Qualora si arrivasse ad una richiesta di rinvio a giudizio da parte del pubblico ministero, sarà nostro impegno dare seguito al nostro contributo a fare chiarezza sulle cause dell'accaduto anche nelle ulteriori sedi processuali con l'immutata, ferma consapevolezza della correttezza delle nostre condotte", conclude Leitner.
I legali del piccolo Eitan, l'unico sopravvissuto, e dei suoi familiari invece si augurano che presto arrivino i risarcimenti per "i danni enormi patiti - come ha detto l'avv.Fabrizio Ventimiglia - in una tragedia evitabile".
Prima un sibilo simile al rumore di una frustata, poi un boato «pazzesco» e un altro, meno forte.
Pochi secondi trasformano in tragedia quella che doveva essere una domenica di svago, con un clima quasi estivo e il Covid finalmente passato nelle retrovie. La funivia del Mottarone, che dal versante piemontese del lago Maggiore sale quasi in cima all'omonimo monte, precipita al suolo.

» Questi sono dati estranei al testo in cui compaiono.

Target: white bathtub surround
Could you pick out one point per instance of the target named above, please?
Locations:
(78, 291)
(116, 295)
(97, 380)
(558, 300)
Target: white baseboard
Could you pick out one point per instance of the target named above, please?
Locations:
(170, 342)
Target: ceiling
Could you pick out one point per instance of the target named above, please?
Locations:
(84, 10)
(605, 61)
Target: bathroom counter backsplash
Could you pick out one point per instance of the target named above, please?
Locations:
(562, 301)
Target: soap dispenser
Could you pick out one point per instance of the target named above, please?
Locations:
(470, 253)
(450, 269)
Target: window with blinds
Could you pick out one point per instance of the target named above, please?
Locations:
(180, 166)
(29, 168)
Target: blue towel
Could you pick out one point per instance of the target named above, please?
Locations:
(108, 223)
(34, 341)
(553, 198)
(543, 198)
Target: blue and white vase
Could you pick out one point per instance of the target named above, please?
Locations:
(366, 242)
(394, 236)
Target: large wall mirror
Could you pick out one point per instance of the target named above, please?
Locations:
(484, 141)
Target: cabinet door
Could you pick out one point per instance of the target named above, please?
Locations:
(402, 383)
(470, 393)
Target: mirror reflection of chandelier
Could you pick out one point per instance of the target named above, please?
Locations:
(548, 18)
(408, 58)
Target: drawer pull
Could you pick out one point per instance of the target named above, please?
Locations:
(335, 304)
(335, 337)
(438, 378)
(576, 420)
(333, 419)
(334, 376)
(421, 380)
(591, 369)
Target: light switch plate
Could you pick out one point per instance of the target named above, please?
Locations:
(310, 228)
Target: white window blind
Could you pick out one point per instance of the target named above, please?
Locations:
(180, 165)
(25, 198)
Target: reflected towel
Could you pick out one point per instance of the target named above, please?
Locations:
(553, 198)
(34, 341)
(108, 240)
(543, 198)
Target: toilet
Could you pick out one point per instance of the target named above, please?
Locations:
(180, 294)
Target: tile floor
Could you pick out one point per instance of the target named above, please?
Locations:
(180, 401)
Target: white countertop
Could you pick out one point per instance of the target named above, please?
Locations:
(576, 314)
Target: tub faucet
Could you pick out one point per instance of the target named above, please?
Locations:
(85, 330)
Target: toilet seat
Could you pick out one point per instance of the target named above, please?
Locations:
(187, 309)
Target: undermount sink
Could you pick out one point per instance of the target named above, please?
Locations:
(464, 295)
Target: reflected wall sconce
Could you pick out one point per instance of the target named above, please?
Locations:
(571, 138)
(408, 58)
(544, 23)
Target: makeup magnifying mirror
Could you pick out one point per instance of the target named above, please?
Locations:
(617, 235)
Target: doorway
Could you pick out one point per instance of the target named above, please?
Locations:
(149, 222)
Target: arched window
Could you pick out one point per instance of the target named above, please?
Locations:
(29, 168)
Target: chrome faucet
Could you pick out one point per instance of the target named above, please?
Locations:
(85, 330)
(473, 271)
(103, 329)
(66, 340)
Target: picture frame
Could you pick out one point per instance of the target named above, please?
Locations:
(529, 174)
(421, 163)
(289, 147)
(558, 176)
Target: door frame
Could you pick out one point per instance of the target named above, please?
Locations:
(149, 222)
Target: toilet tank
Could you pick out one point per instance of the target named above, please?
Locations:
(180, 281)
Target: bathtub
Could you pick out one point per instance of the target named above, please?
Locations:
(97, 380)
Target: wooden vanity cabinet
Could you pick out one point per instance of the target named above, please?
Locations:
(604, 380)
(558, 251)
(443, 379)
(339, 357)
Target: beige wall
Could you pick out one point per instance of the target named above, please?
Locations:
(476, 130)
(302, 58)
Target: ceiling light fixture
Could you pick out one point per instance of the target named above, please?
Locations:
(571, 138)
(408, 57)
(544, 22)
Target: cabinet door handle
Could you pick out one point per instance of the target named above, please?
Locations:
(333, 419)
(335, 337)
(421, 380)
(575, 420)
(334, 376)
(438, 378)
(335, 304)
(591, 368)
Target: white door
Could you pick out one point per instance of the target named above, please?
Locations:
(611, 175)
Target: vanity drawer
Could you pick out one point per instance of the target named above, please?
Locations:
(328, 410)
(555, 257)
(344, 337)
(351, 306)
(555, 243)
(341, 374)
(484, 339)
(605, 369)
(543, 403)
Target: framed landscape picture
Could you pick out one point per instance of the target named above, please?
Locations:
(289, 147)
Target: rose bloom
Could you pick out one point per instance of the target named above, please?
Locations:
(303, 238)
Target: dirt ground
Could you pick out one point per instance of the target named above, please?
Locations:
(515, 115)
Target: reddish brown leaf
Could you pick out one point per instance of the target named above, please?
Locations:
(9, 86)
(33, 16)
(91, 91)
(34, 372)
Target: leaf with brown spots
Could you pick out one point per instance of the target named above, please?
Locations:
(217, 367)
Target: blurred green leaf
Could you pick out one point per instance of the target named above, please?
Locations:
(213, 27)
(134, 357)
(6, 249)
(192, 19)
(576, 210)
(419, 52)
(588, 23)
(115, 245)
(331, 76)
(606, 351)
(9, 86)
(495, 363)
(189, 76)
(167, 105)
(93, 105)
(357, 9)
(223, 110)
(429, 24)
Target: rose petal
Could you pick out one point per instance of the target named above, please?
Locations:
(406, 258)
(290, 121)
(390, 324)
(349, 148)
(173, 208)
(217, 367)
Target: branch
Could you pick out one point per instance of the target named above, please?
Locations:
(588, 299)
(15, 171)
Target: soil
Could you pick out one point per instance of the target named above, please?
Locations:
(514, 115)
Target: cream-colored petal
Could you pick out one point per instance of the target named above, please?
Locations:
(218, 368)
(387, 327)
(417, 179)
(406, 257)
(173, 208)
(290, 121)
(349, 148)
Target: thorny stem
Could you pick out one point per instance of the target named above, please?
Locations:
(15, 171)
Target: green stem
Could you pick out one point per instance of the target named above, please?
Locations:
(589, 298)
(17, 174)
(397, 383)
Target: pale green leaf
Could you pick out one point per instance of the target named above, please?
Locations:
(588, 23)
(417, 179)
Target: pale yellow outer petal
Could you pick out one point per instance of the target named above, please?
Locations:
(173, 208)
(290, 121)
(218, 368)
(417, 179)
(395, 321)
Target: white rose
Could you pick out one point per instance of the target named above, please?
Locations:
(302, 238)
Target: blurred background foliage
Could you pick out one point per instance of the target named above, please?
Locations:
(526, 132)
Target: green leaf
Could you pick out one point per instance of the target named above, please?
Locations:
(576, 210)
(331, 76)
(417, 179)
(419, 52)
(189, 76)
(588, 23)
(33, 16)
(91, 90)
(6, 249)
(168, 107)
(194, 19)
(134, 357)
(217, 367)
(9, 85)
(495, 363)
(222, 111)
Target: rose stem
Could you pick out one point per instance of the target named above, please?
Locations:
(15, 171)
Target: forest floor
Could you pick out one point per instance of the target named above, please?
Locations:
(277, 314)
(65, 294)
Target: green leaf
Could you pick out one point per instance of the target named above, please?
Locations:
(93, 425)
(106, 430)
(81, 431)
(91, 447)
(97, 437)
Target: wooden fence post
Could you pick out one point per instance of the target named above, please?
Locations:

Per lo schianto perdono la vita quattordici persone, tra i quali due bambini.
Due anni dopo il terribile incidente la Procura di Verbania chiude le indagini e punta l'indice sulla lunga sequenza di errori, omissioni e sottovalutazioni di chi doveva garantire la sicurezza dell'impianto.
«È caduta una cabina della funivia di Stresa, in cima al Mottarone...non sappiamo esattamente dove. All'interno ci sono almeno sei persone, sicuramente gravissimi. Che casino… che casino... che casino», dice affannata l'operatrice del 118 che lancia l'allarme poco prima dell'ora di pranzo di quel 23 maggio.
A pochi metri dalla stazione di arrivo la fune traente si spezza e la cabina numero tre precipita all'indietro, superando i cento chilometri orari.
A stabilire definitivamente cause e responsabilità della tragedia, sarà, dunque il processo.